Pages

Open Cadastral Data: a Github Test Case

Wednesday, July 24, 2013

A bolt of GIS-Manna from Heaven

A dedicated and talented GIS developer at the VT Agency of Natural Resources just finished compiling the most-comprehensive cadastral dataset to which our small state has ever had access. Coincidentally he sent out the announcement while I was annoying a few githubbers about their new geodata capabilities. What luck: a test case.
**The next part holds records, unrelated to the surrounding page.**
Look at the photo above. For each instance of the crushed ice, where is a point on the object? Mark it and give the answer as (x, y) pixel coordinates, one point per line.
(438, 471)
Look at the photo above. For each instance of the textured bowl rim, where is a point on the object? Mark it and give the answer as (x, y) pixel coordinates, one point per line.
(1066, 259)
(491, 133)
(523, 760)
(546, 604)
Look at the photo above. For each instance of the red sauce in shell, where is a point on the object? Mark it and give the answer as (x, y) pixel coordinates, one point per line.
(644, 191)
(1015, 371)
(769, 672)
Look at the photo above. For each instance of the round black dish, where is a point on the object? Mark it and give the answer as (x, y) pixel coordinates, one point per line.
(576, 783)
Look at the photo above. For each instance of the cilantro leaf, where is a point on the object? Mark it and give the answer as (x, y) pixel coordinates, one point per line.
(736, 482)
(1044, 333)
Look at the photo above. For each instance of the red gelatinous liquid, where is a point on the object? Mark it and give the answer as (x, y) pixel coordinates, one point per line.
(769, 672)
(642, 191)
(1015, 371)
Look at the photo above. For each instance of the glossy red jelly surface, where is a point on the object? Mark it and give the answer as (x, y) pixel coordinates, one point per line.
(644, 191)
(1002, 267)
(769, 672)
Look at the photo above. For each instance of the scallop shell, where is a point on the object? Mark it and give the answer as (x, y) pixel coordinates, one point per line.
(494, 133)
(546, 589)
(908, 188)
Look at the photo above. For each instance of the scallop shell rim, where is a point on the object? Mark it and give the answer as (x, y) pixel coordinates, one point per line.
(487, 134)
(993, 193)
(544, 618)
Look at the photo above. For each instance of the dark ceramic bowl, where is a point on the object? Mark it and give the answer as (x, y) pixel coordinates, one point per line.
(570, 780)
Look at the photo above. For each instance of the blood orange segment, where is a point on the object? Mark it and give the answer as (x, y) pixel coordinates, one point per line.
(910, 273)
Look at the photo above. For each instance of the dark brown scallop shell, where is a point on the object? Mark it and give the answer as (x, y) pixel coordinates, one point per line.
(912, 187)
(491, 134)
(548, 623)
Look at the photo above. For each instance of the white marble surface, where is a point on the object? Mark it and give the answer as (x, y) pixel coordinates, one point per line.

The dataset - as a shapefile - clocks in at 250MB, representing 289,000 parcel polygons in 191 towns. [The 46 VT towns not included tend to have populations under 200 and a blithe commitment to dusty paper records.] It turns out that this is over the 100MB limit imposed on individual files, so I pulled the dataset, split it by town and converted the outputs to geojson, then pushed them to a repository I just set up. The largest of these is juuuuust over the maximum file size to be renderable in Github's snazzy new Mapbox-based interactive maps, but most of the town parcel maps pop up just fine.

The Implications

Okay, great - another slippy map somewhere on the web. Who cares? These folks, actually:
  • A landowner who wants to look up the parcel numbers of her abutting properties without visiting the steam pipe distribution venue in the basement of her local town hall.
  • A town GIS manager who has a hard drive overflowing with parcel shapefiles, converted CAD drawings and map requests from lawyers.
  • Probably a lot of lawyers. Don't get me started.    
  • The overworked data gurus at the Vermont Center for Geographic Information (VCGI), who - while they're probably the only agency that can handle it - are really reluctant to take on management of a statewide, rolling, versioned database.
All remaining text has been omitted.